En pratique, cela signifie que beaucoup de jeunes ayant été condamnés à mourir en prison vont désormais faire l'objet d'une deuxième enquête, et beaucoup auront l'occasion de recouvrer la liberté. Cela a donné lieu à un examen rétrospectif des cas datant de plusieurs décennies, dont celui de Ricky Olds.

Olds n'aurait jamais imaginé avoir cette chance lorsqu'il a été condamné en 1981. À l'époque, la prison à vie sans possibilité de libération conditionnelle s'appliquait à tous les condamnés pour meurtre en Pennsylvanie. Ça a mis Samuel Strauss, le juge qui a présidé le procès, dans un sacré pétrin. S'il avait déjà prononcé cette peine pour Todd Allen, il était « mal à l'aise » à l'idée de réserver le même sort à Olds, qu'il voyait comme un « moindre participant » à ce crime. Strauss savait qu'il n'avait pas le choix – le jury avait déjà rendu son verdict. Il a néanmoins tenté de négocier une peine plus douce avec le procureur alors même que le procès était terminé et que le délai d'une telle négociation était dépassé depuis longtemps.

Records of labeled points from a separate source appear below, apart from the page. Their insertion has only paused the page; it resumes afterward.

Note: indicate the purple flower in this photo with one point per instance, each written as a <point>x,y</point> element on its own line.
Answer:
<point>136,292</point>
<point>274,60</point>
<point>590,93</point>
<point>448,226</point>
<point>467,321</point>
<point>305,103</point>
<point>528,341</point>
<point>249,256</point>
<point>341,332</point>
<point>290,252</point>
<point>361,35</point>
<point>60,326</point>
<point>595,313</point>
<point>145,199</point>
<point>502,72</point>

Robert Colville, le procureur, a affirmé au Pittsburgh Press que cette requête était « non seulement peu orthodoxe, mais absurde. Les jurés savaient que la perpétuité s'appliquerait s'ils votaient un homicide volontaire non-prémédité, et je ne peux pas revenir sur leur décision. Qui plus est, la prison à vie dans cet État ne veut pas dire prison pour le reste de la vie. S'il se comporte bien, il pourra sortir dans 17 ans, peut-être même beaucoup plus tôt. »

Colville, procureur du comté d'Allegheny de 1976 à1997, aurait dû mieux se renseigner : en Pennsylvanie, toutes les condamnations à perpétuité sont imposées sans possibilité de libération, et ce depuis les années 1970. Au cours de l'audience, le procureur a tout de même pris en compte les préoccupations du juge et a reconnu la différence d'implication entre le meurtrier et son « complice ».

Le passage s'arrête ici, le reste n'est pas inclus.